According to Microsoft, one Russian group shifted from Telegram to X in September, where manipulated videos against Kamala Harris gained more traction. One such video, using AI, falsely depicted Harris making light of one of Trump's assassination attempts and received tens of thousands of views on X, as per the report.
Microsoft analysts label the hacking group responsible for probing election-related websites as Cotton Sandstorm and believe it is backed by Iran's Islamic Revolutionary Guard Corps. Despite not launching a 2024 election-focused influence campaign as of now, Microsoft warns of the group's history as a cause of concern for US officials.
The same Iranian group pretended to be the far-right Proud Boys group to intimidate voters in the 2020 election. In 2020, Iranian hackers also explored election-related websites in multiple states, and in one instance, accessed voter registration data for an attempt to influence and disrupt the U.S. presidential election.
Another IRGC-supported group hacked documents belonging to Trump's presidential campaign and released them to media outlets this summer.
Unlike China, which hasn't launched a concentrated effort to influence the presidential election, it has targeted at least 10 congressional, state, or local election races with covert social media campaigns, according to US intelligence agencies.
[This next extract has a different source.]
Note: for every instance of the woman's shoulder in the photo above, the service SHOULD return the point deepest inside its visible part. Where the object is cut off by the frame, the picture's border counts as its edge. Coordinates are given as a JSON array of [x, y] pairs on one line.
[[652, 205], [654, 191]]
The new Microsoft report provides proof of Chinese operatives attempting to severely discredit Senate and House candidates using X.
Chris Krebs, who was head of the federal Cybersecurity and Infrastructure Security Agency during the 2020 election, agreed with the evaluation that more can be expected from Iran, even if it's ineffective like their 2020 actions.
“We continue to see — whether it’s the Iranians, Russians, or Chinese — that information operations are more of a nuisance than game changers,” Krebs said. “But they’re cheap, they’re scalable, and there’s not a lot in terms of consequences.”
American voters, Krebs advised, should anticipate a tumultuous information environment in the coming months and avoid getting entangled in the confusion.
The U.S. intelligence agencies are concerned that Iran might use politics as a tool to sow discord during the 2024 election, similar to their alleged attempts in the past. Microsoft warns of the continued activities of the Cotton Sandstorm group, believed to be backed by Iran's Islamic Revolutionary Guard Corps, and their potential impact on the upcoming election.